MusFlow: Multimodal Music Generation via Conditional Flow Matching

Dataset and Code will be released upon paper acceptance.

MusFlow Framework

MusFlow Framework

Abstract

Music generation aims to create music segments that align with human aesthetics based on diverse conditional information. Despite advancements in generating music from specific textual descriptions (e.g., style, genre, instruments), the practical application of these models is hindered by ordinary users' limited expertise or time to write accurate prompts. To bridge this application gap, this paper introduces MusFlow, a novel multimodal music generation model using Conditional Flow Matching. We employ multiple Multi-Layer Perceptrons (MLPs) to align multimodal conditional information into the CLAP embedding space of audio. Conditional flow matching is trained to reconstruct the compressed Mel-spectrogram in the pretrained VAE latent space guided by aligned feature embedding. MusFlow can generate music from images, story texts, and music captions. To collect data for model training, inspired by multi-agent collaboration, we construct an intelligent data annotation workflow centered around a fine-tuned Qwen2-VL model. Using this workflow, we build a new multimodal music dataset, MMusSet, with each sample containing a quadruple of image, story text, music caption, and music piece. We conduct four sets of experiments: image-to-music, story-to-music, caption-to-music, and multimodal music generation. Experimental results demonstrate that MusFlow can generate high-quality music pieces whether the input conditions are unimodal or multimodal. We hope this work can advance the application of music generation in multimedia field, making music creation more accessible.

Dataset Creation

Multi-Agent Data Annotation Workflow

Multi-Agent Workflow for Dataset Creation

Dataset Examples

Image Story Caption Music
Dataset Example 1 There are two men dressed in armor standing in a field with a castle in the background, one holding a sword and the other holding a shield and shield The music is a medieval battle theme with a strong emphasis on the clash of swords.
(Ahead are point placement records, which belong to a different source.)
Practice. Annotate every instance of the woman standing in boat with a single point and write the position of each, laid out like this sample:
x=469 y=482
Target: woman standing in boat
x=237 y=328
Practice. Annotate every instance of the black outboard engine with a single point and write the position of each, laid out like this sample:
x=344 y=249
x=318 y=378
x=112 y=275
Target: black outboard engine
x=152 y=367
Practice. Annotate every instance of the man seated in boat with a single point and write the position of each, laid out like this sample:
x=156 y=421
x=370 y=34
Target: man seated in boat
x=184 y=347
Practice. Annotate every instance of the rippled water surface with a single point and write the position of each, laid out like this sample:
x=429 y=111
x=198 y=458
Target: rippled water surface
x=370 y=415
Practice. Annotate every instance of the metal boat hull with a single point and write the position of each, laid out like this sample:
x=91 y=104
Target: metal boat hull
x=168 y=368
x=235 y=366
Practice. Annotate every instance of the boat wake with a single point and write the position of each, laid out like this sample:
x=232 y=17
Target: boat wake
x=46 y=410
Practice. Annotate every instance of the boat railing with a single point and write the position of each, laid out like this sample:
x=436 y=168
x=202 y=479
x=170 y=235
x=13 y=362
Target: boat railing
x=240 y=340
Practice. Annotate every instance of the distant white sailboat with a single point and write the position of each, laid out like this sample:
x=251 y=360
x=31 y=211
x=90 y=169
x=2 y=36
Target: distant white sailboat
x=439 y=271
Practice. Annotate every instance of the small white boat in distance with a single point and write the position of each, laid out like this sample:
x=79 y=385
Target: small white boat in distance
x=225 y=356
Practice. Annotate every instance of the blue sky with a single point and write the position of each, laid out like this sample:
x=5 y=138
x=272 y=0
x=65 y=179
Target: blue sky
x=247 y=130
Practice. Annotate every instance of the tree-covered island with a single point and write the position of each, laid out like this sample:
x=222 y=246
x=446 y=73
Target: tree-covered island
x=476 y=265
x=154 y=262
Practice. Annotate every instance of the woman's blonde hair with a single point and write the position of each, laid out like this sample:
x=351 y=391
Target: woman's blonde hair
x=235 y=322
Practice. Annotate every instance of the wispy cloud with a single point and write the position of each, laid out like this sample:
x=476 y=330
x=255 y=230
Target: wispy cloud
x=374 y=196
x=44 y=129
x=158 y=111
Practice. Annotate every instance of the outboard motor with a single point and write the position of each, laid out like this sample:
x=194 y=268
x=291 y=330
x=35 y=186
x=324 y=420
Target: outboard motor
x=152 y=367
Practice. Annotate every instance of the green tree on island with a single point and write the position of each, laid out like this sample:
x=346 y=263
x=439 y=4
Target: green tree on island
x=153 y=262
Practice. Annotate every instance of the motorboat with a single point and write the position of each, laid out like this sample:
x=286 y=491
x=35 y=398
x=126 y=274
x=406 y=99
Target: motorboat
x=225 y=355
The tempo is slow and steady, with a deep bass drum rhythm and a melodic string section. The music is intense and dramatic, evoking a sense of courage and determination.
Dataset Example 2 Painting of a woman in a white dress sitting on a chair with her hand on her knee and looking off to the side, wearing a white collared shirt and blue ribbon around her neck The music is a classical piece with a melancholic and emotional tone. The instruments used are a piano and a violin, playing a slow and expressive melody. The music is rich and emotional, with a sense of longing and sadness.
Dataset Example 3 There is a painting of a man standing in a field next to a pile of hay with a horse in the background and a tree in the foreground The music is instrumental, featuring a harmonious blend of acoustic guitar, harmonica, and fiddle. The tempo is slow, with a melancholic and nostalgic tone, evoking a sense of longing and reflection. The music is accompanied by the sound of birds chirping and the rustling of leaves, creating a serene and peaceful atmosphere.
Dataset Example 4 Black and white photo of a group of men in suits playing musical instruments in a room with a piano, keyboard, microphone, and other musical instruments. The music track in question belongs to the jazz genre, exuding a vibrant and dynamic mix of emotions, blending joy and a subtle touch of melancholy. The composition typically features a brass section, saxophones, and a rhythm section, including drums and double bass, with the saxophone often leading the melody.
Dataset Example 5 There is a group of people that are playing music together in a concert with one woman holding a violin and the other woman holding a violin in their hand. This concerto is characterized by its energetic and intricate nature, with four solo violins engaging in lively dialogues and harmonious passages. Set against a backdrop of a string orchestra, it serves as a showcase for virtuosity and technical prowess.
Dataset Example 6 There is a woman that is holding a guitar in her hand and wearing a hat on top of her head sitting on the steps of a door way. The song belongs to the Adult Standards genre and exudes a sense of nostalgia and tranquility. It is typically composed with instruments such as the piano, strings like the violin and cello, and occasionally a gentle flute, creating a delicate and ethereal musical landscape. The song often explores themes of yearning, longing, and a sense of timeless beauty.

MusFlow Generation

Caption-to-Music

Caption Input Generated Music
The music features a piano playing a melancholic melody, accompanied by a soft drum beat, a bass guitar playing a simple tune, and a harmonica playing a sad tune. The atmosphere is somber and melancholic, with a sense of longing and sadness.
The music is classical, with a majestic and grandiose atmosphere. The instruments include trumpets, violins, and a piano, playing a harmonious melody that evokes a sense of awe and reverence. The music is rich in texture and depth, with the instruments playing in unison to create a cohesive and powerful composition.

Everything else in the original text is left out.